"Faire vivre le village", la gageure de maires ruraux soumis à rude épreuve
"La mairie c'est tout le temps": les maires ruraux ne comptent pas leurs heures pour "faire vivre le village" malgré la difficulté grandissante d'une fonction parfois malmenée.
"Je suis loin d'être aux 35 heures. La mairie c'est tout le temps", déclare Adrien Pellegrini (LR), constructeur immobilier de 40 ans et maire de La Longeville (Doubs) depuis 2014. Cette commune boisée de 800 habitants, qui compte neuf fermes laitières et de nombreux travailleurs frontaliers, est située dans le Jura, près de la frontière suisse.
Le premier magistrat du village se lève toute la semaine à 6H00, passe à la mairie et arrive au travail à 7H00. Au bureau, sa boîte mail professionnelle côtoie celle de la mairie. Sur son téléphone portable: la cartographie des réseaux d'eau et d'assainissement. "Si je suis au travail et que j'ai une demande pour construire une maison, je vois immédiatement si le terrain est constructible et si l'eau passe dessus", explique-t-il.
"Par contre, j'ai fait comprendre que je n'étais pas le maire des crottes de chien et des bruits de voisinage, ce n'est pas ça qui fait avancer une commune." Adrien Pellegrini a d'autres soucis comme la mise en sécurité de la voirie ou le projet de création d'un bâtiment pour accueillir les activités périscolaire et la cantine de l'école.
Mais être maire d'une commune rurale, peut aussi être douloureux. "C'est au maire de constater et d'annoncer les décès. C'est dur. On n'est pas formé psychologiquement pour ça… ", confie M. Pellegrini.
Il n'oubliera jamais ce jour funeste de février 2016 où deux adolescents du village décèdent dans un accident de car scolaire, ni celui où un agriculteur meurt, écrasé sous une balle de foin.
Le maire de Belmont et président de l'Association des maires ruraux du Doubs, Daniel Cassard, 76 ans, constate chaque jour que "le moral n'est globalement pas bon" parmi les 430 maires de l'association.
- Querelles de voisinage -
"Beaucoup de petites communes vont avoir du mal à constituer une liste lors des prochaines élections municipales et on s'attend à 50% de renouvellement, contre environ 35% en général", prédit l'édile de 76 ans qui achèvera son sixième mandat en mars.
L'avènement de l'intercommunalité a "dépouillé le maire de ses prérogatives", il est "de plus en plus relégué à gérer les querelles de voisinage, les gens ne supportent plus rien", regrette-t-il.

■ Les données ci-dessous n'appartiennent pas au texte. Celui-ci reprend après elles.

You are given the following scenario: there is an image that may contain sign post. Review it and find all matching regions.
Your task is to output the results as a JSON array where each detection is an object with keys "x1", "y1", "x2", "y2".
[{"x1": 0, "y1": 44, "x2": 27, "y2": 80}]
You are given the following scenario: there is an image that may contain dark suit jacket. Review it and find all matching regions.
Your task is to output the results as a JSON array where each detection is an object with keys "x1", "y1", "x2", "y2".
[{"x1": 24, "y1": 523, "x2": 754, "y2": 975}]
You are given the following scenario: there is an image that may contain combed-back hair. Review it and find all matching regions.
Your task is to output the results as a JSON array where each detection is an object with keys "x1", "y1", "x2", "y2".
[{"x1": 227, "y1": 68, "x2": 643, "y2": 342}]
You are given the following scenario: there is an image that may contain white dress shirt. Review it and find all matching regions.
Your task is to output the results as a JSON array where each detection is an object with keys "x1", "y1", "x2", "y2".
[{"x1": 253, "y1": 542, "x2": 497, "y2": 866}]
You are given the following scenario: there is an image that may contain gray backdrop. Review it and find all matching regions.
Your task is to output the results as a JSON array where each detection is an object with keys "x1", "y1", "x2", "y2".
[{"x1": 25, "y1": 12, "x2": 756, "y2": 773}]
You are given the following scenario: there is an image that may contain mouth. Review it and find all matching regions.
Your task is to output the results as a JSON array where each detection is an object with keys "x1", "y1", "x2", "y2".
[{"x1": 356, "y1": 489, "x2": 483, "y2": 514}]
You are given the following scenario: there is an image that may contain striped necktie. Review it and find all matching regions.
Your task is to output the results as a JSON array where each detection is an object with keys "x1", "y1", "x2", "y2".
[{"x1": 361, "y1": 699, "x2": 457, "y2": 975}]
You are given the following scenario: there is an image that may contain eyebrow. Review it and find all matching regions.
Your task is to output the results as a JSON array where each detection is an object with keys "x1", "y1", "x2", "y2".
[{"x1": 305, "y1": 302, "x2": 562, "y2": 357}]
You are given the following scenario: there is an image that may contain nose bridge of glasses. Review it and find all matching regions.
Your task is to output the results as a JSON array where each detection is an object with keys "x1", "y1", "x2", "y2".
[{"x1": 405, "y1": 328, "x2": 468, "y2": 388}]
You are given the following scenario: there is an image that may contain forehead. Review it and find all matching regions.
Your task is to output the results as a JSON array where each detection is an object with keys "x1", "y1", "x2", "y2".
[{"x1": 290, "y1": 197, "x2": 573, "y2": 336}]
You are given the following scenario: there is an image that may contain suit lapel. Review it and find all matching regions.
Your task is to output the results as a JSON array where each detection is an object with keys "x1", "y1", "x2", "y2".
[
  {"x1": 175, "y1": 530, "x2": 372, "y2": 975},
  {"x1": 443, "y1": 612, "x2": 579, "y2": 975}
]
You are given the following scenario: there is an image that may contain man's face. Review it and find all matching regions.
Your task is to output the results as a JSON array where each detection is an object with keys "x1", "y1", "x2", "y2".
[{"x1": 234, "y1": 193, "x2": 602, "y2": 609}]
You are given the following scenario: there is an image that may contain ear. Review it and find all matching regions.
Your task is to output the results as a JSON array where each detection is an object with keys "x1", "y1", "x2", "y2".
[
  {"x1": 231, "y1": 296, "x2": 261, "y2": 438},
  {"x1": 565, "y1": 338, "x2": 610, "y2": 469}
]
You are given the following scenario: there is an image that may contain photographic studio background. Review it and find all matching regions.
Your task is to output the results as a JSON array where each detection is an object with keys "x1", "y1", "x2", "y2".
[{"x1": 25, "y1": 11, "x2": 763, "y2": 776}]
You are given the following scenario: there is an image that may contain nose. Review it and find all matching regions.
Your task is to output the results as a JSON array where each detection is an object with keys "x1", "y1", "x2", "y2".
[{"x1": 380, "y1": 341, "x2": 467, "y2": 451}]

Dans les communes rurales de moins de 3.500 habitants l'indemnité est modeste, de 661 à 1.673 euros brut par mois, selon leur population.
Daniel Cassard, dont l'épouse fleurit bénévolement la commune depuis 37 ans, dénonce également "les incivilités", voir "la violence physique" à l'encontre des élus locaux, évoquant le décès du maire de Signes (Var), Jean-Mathieu Michel, dans l'exercice de ses fonctions.
Lundi, 85 parlementaires de la majorité LREM-MoDem ont lancé un appel intitulé "Touche pas à mon maire !" pour dénoncer cette violence.
Malgré les difficultés du mandat, "beaucoup de maires se bougent" pour "faire vivre le village", souligne cependant Jean-Nicolas Gruneisen, élu à Cubry (Doubs), petite commune de 87 habitants.
Devenu maire sans étiquette un peu par hasard en 2017, ce père de famille de 49 ans consacre beaucoup d'énergie à la vie de sa commune. "J'ouvre le courrier tous les soirs en rentrant du travail" et "j'ai passé des week-end entiers à faire des dossiers de subventions", raconte ce cadre commercial du secteur agricole.
Motivé par la satisfaction des habitants, il a fait rénover la mairie, l'église et la chapelle du château néogothique de la commune, militant aussi pour l'ouverture d’une 4e classe dans l'école des enfants du village.
Pour lui, "dans un village rural, on a la chance de pouvoir s'auto-administrer" et "avec de l'enthousiasme et un peu d'investissement, on peut faire bouger beaucoup de choses".